La crise énergétique mondiale connaît une aggravation au mois d’avril, selon les déclarations de Fatih Birol, directeur exécutif de l’Agence internationale de l’énergie (AIE). Il indique que la situation pourrait se détériorer davantage par rapport au mois précédent.
Lors d’une conférence de presse tenue le 13 avril, Fatih Birol a affirmé que le mois d’avril « devrait être encore pire que mars » pour l’ensemble du secteur énergétique. Il précise que les livraisons observées en mars provenaient de cargaisons « chargée avant le début de la crise (…) Rien n’a pu être chargé » dans le Golfe depuis le début du mois d’avril. Cette interruption affecte les flux d’approvisionnement en hydrocarbures.
Le dirigeant de l’AIE a qualifié la situation actuelle de « plus importante crise énergétique de l’histoire ». Il a précisé que cette crise concerne plusieurs ressources, notamment « le pétrole et le gaz naturel mais aussi d’autres produits de base essentiels, comme les engrais, les produits pétrochimiques ou encore l’hélium ». Ces perturbations touchent différents secteurs industriels et agricoles dépendants de ces matières.

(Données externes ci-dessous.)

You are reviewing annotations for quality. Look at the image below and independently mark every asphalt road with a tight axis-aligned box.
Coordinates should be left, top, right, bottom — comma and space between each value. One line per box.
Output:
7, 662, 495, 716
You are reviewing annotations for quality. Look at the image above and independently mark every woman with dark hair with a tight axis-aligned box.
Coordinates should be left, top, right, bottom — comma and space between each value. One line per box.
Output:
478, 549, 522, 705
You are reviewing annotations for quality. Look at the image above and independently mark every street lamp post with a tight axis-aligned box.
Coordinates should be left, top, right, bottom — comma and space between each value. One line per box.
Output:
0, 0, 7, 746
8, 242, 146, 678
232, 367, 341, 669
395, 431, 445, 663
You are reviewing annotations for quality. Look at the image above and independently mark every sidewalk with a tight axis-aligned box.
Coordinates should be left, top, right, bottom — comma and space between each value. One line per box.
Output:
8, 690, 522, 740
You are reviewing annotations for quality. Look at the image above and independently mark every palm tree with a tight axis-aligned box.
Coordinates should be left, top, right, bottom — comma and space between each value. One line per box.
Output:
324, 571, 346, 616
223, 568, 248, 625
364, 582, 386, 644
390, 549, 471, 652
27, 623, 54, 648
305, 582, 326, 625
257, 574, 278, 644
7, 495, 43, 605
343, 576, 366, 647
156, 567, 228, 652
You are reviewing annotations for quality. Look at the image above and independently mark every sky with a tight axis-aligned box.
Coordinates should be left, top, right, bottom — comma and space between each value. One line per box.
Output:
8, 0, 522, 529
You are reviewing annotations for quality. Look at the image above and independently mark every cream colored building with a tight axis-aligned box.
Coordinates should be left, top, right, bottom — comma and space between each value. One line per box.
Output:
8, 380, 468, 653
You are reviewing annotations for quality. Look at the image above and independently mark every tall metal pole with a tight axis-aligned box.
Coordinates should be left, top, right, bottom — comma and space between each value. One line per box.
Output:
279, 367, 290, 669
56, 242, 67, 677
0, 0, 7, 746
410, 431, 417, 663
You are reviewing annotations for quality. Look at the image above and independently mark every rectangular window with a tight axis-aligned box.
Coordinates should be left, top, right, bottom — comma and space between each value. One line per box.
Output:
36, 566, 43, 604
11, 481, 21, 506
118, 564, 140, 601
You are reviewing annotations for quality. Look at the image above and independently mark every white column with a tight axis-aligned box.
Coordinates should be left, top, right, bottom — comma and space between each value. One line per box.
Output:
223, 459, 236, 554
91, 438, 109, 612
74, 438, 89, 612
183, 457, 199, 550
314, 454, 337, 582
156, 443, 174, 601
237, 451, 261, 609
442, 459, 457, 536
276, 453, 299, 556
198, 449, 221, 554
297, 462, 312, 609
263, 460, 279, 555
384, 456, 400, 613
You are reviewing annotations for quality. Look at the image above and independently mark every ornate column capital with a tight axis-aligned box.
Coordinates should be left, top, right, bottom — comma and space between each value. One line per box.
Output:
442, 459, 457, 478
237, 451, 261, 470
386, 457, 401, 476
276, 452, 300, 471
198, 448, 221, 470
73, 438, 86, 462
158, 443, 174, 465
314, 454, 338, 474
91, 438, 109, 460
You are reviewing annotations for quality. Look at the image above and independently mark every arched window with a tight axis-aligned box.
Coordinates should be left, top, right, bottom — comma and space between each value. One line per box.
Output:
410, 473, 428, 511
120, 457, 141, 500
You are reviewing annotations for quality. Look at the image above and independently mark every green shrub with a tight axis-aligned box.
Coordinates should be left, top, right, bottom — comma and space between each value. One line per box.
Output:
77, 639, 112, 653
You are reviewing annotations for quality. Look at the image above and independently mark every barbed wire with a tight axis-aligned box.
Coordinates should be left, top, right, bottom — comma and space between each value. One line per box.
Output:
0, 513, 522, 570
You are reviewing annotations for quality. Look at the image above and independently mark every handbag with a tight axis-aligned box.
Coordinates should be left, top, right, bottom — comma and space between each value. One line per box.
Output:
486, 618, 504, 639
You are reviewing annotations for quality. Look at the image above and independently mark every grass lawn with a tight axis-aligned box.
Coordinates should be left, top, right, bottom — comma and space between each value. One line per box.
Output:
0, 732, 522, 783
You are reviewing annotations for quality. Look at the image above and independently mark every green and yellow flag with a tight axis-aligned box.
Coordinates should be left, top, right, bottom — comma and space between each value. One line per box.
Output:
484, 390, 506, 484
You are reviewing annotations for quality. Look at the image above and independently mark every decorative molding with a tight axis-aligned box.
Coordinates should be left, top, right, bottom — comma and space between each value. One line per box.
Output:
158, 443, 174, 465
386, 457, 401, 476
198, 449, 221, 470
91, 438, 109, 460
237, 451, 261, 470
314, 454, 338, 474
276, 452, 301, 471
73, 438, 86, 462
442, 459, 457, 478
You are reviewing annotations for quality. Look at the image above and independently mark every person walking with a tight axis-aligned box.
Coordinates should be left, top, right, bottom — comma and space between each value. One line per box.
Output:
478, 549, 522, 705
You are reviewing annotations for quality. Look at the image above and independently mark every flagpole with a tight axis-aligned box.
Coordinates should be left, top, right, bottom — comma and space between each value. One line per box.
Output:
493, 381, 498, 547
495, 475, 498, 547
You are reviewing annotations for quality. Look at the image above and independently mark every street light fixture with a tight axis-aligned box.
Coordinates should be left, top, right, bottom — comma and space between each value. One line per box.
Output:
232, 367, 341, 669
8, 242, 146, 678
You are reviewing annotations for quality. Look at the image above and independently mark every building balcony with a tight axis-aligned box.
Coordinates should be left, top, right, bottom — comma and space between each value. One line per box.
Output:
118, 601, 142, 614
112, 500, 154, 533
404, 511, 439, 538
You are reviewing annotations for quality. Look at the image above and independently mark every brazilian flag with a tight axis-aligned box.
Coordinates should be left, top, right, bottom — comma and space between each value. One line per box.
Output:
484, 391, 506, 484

Cette prise de parole intervient à l’issue d’une réunion réunissant plusieurs institutions internationales. Fatih Birol participait à un échange avec Kristalina Georgieva, directrice générale du Fonds monétaire international (FMI), et Ajay Banga, président de la Banque mondiale (BM). Cette rencontre visait à coordonner les réponses économiques face aux conséquences du conflit au Moyen-Orient.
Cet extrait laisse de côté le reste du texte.